The Israeli documentary “Advocate,” directed by Rachel Leah Jones and Philippe Bellaïche, is one of 15 films short-listed for the documentary feature category at the 2020 Oscars, the U.S. Academy of Motion Picture Arts and Sciences announced on Tuesday.
The academy will announce the five finalists next month, with the Oscars ceremony to follow February 9.
The film is competing against the likes of Feras Fayyad’s “The Cave,” which profiles a makeshift hospital in a cave located under ruins in Syria, “For Sama” by Waad Al-Khateeb, which is also about the war in Syria but from the perspective of a woman in Aleppo, and “One Child Nation,” which is about China’s draconian one-child policy.
At the center of “Advocate” is Israeli attorney Lea Tsemel, who defends Palestinians, including those accused of terror attacks. It was named best picture at Tel Aviv’s Docaviv film festival, after which a group of bereaved Israeli parents launched a campaign against it, asserting it hurt their feelings. Culture Minister Miri Regev then criticized the film as anti-Israeli. Channel 8, which produced the film and broadcast it in Israel, and screened it at the DocAviv film festival, released it on YouTube following attempts to censure the film so that it would be accessible to all.

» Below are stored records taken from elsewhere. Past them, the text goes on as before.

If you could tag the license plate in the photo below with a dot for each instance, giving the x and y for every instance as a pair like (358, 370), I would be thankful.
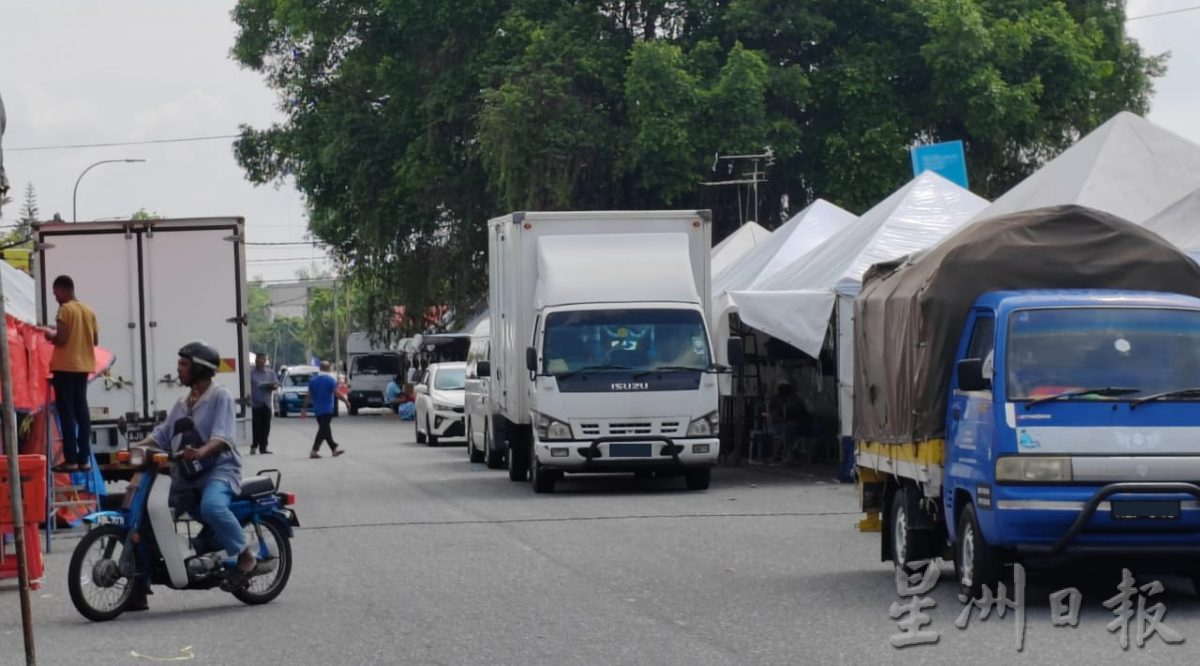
(1145, 509)
(630, 450)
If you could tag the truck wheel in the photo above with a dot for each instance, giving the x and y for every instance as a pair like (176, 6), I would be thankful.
(699, 479)
(495, 456)
(906, 543)
(976, 563)
(543, 479)
(519, 461)
(474, 454)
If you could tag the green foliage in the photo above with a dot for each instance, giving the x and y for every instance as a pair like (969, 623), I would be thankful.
(411, 123)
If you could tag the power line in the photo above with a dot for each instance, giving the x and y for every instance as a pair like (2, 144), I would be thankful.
(1180, 11)
(111, 144)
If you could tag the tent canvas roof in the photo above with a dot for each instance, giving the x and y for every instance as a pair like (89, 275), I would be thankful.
(1128, 167)
(795, 305)
(816, 223)
(1180, 222)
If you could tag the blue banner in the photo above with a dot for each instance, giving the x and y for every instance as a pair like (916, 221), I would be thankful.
(947, 160)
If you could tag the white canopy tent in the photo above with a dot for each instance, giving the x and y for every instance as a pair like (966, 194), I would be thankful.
(737, 245)
(1128, 167)
(797, 303)
(1180, 223)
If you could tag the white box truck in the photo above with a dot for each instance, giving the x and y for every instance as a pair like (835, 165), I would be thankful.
(154, 285)
(601, 358)
(370, 366)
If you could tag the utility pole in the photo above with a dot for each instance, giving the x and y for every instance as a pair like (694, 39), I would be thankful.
(753, 178)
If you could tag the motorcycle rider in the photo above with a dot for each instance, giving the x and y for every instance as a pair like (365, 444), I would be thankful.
(216, 478)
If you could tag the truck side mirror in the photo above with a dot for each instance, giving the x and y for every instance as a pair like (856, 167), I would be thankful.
(971, 376)
(735, 352)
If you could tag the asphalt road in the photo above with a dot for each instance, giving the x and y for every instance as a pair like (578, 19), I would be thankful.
(411, 555)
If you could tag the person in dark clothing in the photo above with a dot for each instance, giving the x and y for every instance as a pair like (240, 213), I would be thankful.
(323, 396)
(262, 387)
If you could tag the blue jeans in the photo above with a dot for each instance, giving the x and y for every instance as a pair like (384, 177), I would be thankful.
(221, 527)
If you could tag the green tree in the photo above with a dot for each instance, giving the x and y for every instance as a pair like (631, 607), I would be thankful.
(408, 124)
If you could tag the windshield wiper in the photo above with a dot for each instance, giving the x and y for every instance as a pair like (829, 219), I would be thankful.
(1176, 393)
(1098, 390)
(589, 367)
(669, 369)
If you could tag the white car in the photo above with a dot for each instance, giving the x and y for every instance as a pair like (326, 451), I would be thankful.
(293, 389)
(441, 403)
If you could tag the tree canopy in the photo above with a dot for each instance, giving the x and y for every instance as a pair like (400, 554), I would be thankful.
(411, 123)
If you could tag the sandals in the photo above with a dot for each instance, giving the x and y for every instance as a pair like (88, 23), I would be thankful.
(235, 580)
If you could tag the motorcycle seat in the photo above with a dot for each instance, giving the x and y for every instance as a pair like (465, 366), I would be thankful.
(256, 486)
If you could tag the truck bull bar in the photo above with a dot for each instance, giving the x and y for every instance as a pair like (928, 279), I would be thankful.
(1133, 487)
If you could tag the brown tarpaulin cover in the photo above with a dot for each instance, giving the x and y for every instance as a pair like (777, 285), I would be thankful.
(910, 313)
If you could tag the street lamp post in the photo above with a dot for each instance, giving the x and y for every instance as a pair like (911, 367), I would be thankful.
(76, 191)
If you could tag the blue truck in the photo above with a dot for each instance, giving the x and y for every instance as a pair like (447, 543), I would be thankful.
(1030, 391)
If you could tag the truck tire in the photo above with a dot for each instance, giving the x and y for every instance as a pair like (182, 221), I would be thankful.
(699, 479)
(519, 459)
(976, 563)
(905, 543)
(495, 456)
(543, 479)
(473, 454)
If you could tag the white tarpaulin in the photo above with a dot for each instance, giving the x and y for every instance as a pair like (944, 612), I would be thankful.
(1128, 167)
(1180, 223)
(737, 245)
(795, 304)
(799, 235)
(18, 294)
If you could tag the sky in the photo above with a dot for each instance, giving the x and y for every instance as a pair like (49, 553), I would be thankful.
(115, 71)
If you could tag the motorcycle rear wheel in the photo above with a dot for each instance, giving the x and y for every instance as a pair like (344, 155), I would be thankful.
(96, 588)
(262, 589)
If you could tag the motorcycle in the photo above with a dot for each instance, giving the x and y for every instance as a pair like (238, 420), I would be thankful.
(144, 543)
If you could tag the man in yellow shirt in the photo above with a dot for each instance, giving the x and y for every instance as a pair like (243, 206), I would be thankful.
(75, 339)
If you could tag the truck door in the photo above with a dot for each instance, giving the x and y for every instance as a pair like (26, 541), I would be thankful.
(970, 423)
(191, 293)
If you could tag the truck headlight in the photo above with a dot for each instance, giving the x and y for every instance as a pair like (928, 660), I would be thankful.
(550, 429)
(709, 425)
(1033, 469)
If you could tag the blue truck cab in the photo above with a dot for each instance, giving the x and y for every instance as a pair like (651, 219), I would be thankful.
(1073, 429)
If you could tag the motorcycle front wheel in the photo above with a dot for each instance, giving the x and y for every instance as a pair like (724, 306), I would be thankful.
(265, 587)
(97, 588)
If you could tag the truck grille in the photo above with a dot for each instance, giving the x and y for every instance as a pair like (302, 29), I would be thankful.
(672, 427)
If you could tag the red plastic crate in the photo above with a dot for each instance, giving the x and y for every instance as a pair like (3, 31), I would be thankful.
(34, 562)
(33, 489)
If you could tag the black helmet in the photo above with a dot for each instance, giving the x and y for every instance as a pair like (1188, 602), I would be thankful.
(203, 355)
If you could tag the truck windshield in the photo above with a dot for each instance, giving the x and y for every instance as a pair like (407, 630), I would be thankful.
(1059, 351)
(298, 379)
(376, 364)
(625, 340)
(450, 379)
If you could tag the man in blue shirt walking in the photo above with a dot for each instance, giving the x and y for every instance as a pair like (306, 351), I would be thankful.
(323, 396)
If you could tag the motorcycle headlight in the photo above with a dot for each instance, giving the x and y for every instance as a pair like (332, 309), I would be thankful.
(550, 429)
(709, 425)
(1032, 469)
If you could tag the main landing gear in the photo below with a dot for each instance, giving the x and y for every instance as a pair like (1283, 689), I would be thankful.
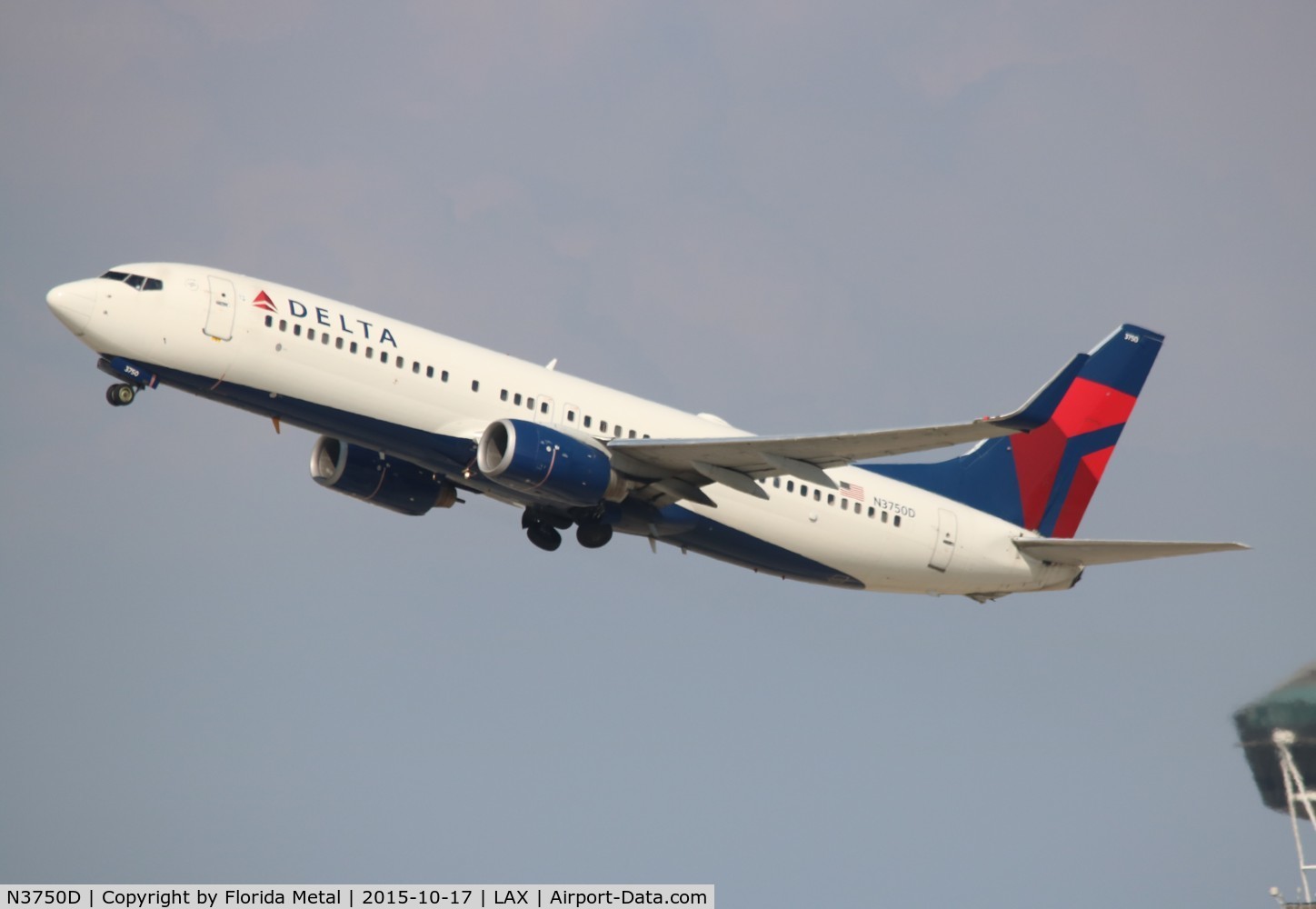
(120, 395)
(545, 529)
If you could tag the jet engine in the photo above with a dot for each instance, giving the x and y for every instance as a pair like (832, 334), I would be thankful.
(376, 478)
(548, 464)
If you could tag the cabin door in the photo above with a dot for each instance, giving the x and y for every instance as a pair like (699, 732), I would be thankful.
(219, 321)
(945, 546)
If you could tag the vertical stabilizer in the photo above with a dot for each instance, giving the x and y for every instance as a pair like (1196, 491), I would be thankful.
(1043, 479)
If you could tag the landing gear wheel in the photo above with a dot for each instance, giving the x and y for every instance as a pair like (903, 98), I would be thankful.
(120, 395)
(543, 537)
(593, 535)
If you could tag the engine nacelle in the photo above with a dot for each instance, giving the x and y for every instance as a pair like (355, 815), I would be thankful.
(378, 479)
(548, 464)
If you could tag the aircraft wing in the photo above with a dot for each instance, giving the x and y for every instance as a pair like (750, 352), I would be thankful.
(1110, 552)
(681, 466)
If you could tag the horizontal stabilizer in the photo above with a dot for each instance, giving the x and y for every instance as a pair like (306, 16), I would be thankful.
(1108, 552)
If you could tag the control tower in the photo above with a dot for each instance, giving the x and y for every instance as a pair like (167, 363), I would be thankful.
(1278, 735)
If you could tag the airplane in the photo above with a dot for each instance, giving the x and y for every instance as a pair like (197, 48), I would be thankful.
(411, 420)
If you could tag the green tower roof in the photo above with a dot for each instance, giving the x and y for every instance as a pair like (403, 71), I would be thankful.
(1292, 706)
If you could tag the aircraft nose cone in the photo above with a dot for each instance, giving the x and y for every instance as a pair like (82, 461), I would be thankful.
(71, 305)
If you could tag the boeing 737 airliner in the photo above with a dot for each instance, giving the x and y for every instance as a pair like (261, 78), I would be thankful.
(410, 420)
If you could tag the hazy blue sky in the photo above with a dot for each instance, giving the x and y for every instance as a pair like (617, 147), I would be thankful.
(803, 217)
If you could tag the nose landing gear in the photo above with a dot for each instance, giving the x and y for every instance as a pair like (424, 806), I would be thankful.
(120, 395)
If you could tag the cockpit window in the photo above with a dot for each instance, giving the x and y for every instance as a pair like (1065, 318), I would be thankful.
(140, 282)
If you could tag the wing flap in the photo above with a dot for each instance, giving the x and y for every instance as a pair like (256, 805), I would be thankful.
(1111, 552)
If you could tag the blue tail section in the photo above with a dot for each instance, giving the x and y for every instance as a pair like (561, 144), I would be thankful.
(1043, 479)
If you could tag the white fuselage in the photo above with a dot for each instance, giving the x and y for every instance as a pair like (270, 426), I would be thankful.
(297, 349)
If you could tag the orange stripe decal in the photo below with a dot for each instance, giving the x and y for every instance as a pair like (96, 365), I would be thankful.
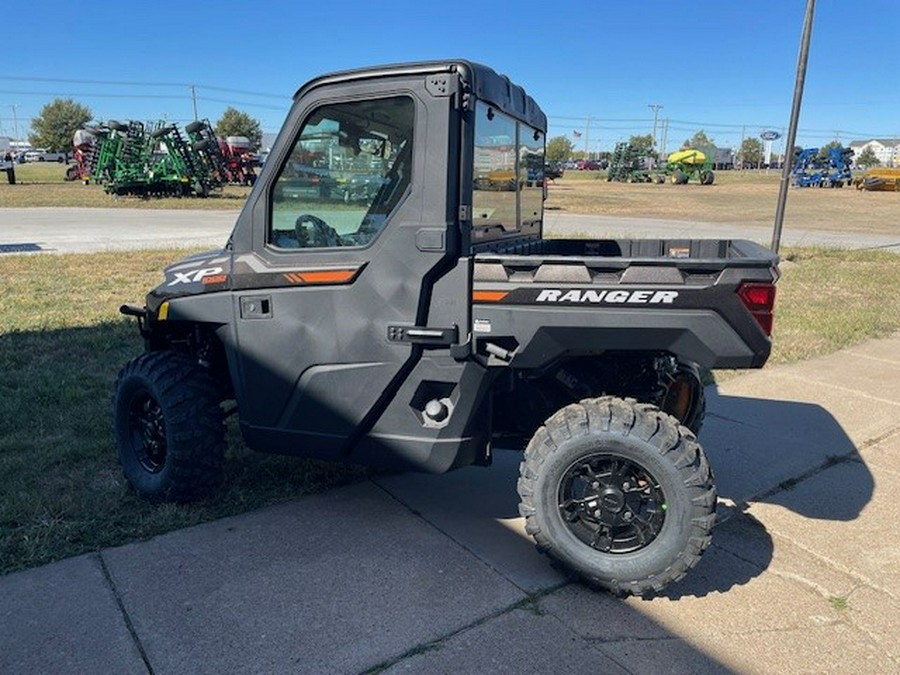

“Advocate” also won best picture in the Krakow Film Festival, Thessaloniki Documentary Festival and was screened in two of the most important film festivals in the United States, Sundance and Tribeca. Last month, the film won best documentary at the Asia Pacific Screen Awards, Asia's equivalent of the Oscars.
Another film with an Israeli connection being considered for an Oscar is “Stay Close,” which will compete in the documentary short film category. Israeli Nevo Shinaar was the film’s producer, which Luther Clement and Shuhan Fan directed. The short profiles African American fencer Keeth Smart, who overcomes obstacles on his way to the Beijing Olympics. The film also screened at the Sundance Festival and combines family archival clips with black-and-white animation.
Shinaar, a graduate of the Tel Aviv University film school, started working with Clemens and Shuhan on the film when they met while doing their Master’s studies in documentary media at Northwestern University in Chicago. “The film is part of the change that is transpiring in the American industry, which is enabling different stories and voices in the mainstream,” Shinaar said in an interview. “As an Israeli, I am proud to be part of this change, which is very connected to the values I was brought up on.”